Some feng-shui masters consider that since the horse is wooden, this signifies conflicts, disasters, record high temperatures, an economic chill in Asia and other dark predictions.
In inner Mongolia, Chinese President Xi Jinping made an appearance to wish the celebrating Chinese good health and happiness. The Mongolian people were attending a Lunar New Year’s Eve winter fair.
Disneyland, in Anaheim, Calif., is celebrating the Chinese New Year by adding special events, including a horse named Finn, who will represent the year of the horse. He will be wearing a special saddle blanket that’s adorned with the Chinese symbol for good fortune. Disneyland will have festivities for the Happy Lunar New Year this weekend.
Disney park guests will be able to have their picture taken with Finn and his special lucky saddle. Finn comes from Disneyland’s Circle D Ranch. There will even be a special snack available, called Year of the Horse sourdough bread.
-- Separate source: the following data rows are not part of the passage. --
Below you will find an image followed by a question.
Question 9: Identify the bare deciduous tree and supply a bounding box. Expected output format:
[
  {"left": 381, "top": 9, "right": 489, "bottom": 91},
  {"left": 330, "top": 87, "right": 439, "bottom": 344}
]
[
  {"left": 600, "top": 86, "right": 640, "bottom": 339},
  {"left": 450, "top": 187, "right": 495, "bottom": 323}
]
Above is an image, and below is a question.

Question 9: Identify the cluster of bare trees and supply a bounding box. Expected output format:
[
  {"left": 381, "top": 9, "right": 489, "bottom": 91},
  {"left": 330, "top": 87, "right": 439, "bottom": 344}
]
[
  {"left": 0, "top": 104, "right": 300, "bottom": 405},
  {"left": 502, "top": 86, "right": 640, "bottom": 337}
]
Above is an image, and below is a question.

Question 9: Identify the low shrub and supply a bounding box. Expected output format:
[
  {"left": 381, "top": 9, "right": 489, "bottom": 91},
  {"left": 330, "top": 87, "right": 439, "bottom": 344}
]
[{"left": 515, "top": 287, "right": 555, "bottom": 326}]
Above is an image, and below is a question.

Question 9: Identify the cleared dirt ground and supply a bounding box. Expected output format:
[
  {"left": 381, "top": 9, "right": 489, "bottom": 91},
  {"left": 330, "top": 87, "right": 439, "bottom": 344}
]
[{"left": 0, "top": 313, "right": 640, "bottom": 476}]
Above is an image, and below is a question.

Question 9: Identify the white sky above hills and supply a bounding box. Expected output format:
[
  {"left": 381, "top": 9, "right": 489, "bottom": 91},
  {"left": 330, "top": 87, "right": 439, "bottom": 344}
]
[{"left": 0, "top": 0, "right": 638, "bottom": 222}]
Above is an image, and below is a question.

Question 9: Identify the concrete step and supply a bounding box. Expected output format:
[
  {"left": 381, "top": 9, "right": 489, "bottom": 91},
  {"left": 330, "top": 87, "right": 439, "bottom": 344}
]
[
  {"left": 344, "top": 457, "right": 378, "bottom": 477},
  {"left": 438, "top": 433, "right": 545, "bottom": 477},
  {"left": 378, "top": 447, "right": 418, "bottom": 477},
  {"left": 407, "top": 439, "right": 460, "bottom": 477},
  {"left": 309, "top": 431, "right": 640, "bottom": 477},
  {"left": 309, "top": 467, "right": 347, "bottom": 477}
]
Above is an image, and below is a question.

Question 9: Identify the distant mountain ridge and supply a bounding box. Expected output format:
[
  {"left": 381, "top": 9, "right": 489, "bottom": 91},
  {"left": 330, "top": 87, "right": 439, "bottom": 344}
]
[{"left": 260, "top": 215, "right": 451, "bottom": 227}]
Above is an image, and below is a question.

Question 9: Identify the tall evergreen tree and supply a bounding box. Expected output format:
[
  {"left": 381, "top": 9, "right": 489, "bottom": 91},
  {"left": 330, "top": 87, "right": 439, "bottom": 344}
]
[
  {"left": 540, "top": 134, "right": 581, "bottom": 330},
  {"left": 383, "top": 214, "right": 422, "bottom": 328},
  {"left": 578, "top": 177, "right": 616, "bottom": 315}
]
The Chinese zodiac is predicting that money and health will be unstable this year, and that feast and famine may be commonplace. Health will be affected because the zodiac shows that the god, Taisui, will be offended. As a result some may experience discomforts and irritations of the skin. Women are told to be careful with their urinary system, and males should take care of their stomachs by not eating too much at meals.
One of the side stories of China’s Lunar New Year celebrations is the pollution levels. The bad quality of the air means that in some areas fireworks were restricted. Beijing, which has been dealing with air pollution warnings recently, experienced a slump in the sales of fireworks this new year. City officials cut licensed fireworks sellers by 12 percent. It was reported, however, that the fire and smoke were not as caustic as last year’s count of 1000 micrograms of particulate per cubic meter. Instead, there was a measure of 140-160.
Transportation hubs were busy as people, including 245 million migrant workers, crammed planes, trains and buses to return to their hometowns in what is the world’s largest annual human migration. The Chinese New Year festivities are the most important of the year, and not to be missed.